Futu Trustee is a trust company established in Singapore and holds the trust business licence issued by the Monetary Authority of Singapore to operate trust related business in Singapore. Futu Trustee is an indirect wholly-owned subsidiary of Futu Holdings Limited, the shares of which are listed on the NASDAQ (stock code: FUTU).

The Trust is a trust to be established to hold trust assets and make investments for the benefit of the beneficiary(ies) thereof, with Futu Trustee as its trustee.

REASONS FOR AND BENEFITS OF THE PROPOSED INVESTMENT

The Company is an investment holding company. The Group is principally engaged in the provision of visual display solution services in Hong Kong, the PRC, Taiwan and Macau and the provision of information technology consulting services in the PRC.

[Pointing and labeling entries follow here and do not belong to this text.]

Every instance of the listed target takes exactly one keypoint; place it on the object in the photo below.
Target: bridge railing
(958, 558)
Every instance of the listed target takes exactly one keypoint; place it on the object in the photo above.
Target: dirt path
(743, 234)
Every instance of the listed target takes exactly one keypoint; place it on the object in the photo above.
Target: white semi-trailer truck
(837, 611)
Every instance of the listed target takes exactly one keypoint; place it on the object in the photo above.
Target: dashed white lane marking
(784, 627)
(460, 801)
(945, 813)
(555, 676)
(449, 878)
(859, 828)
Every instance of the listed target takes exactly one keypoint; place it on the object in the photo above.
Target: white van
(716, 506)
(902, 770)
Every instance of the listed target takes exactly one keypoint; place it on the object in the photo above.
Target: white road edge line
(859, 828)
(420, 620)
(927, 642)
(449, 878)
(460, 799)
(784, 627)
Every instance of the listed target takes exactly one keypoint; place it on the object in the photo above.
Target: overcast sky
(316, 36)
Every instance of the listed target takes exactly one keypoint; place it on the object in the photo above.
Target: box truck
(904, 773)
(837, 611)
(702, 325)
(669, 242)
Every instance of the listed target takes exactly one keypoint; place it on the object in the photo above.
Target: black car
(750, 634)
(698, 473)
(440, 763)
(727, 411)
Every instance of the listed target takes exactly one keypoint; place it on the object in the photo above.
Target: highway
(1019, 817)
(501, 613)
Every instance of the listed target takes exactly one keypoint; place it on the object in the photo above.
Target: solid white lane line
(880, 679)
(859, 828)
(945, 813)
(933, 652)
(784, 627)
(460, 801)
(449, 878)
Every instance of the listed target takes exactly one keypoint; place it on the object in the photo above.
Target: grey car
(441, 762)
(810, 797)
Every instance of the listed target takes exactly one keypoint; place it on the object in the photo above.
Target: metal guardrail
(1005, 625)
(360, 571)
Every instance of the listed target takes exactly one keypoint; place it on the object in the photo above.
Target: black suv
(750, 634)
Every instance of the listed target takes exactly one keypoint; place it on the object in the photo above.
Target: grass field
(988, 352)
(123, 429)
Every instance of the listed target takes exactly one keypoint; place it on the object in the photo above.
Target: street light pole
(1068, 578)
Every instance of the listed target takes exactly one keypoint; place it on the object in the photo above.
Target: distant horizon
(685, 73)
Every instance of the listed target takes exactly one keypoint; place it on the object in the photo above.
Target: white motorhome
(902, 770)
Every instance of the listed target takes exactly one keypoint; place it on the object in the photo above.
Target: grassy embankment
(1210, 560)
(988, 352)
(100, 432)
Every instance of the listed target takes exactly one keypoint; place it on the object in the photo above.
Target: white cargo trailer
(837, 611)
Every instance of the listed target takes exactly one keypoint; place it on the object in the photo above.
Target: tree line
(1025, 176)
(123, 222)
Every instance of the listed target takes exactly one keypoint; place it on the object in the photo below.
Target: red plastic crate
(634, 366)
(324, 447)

The Directors consider that the Proposed Investment, if materialised, represents a good opportunity to bring in Futu Trustee, an experienced trust manager, as a shareholder who will be able to bring in new vision and hence diversify and broaden the shareholder base of the Company.

GENERAL

As at the date of this announcement, the terms and conditions of the Proposed Investment are still being negotiated and no legally binding agreement has been entered into. Further announcement(s) will be made by the Company as and when appropriate in compliance with the GEM Listing Rules.

As the Proposed Investment may or may not proceed, shareholders and potential investors are reminded to exercise caution when dealing in the shares of the Company.

By order of the Board In Technical Productions Holdings Limited Ma Lie Chairman and Executive Director

Hong Kong, 31 July 2023

As at the date of this announcement, the executive directors of the Company are Mr. Ma Lie, Mr. Yeung Ho Ting Dennis and Ms. Zhang Yan Ling; and the independent non-executive directors of the Company are Mr. Cui Hai Bin,, Ms. Jiang Yu E, Mr. Ji Gui Bao, Mr. Jiang Peiyan and Mr. Li Xiao Hua.

This announcement, for which the Directors of the Company collectively and individually accept full responsibility, includes particulars given in compliance with the GEM Listing Rules for the purpose of giving information with regard to the Company. The Directors of the Company, having made all reasonable enquiries, confirm that to the best of their knowledge and belief the information contained in this announcement is accurate and complete in all material respects and not misleading or deceptive, and there are no other matters the omission of which would make any statement herein or this announcement misleading.

This announcement will remain on the website of the Stock Exchange at www.hkexnews.hk and the Company’s website at www.intechproductions.com.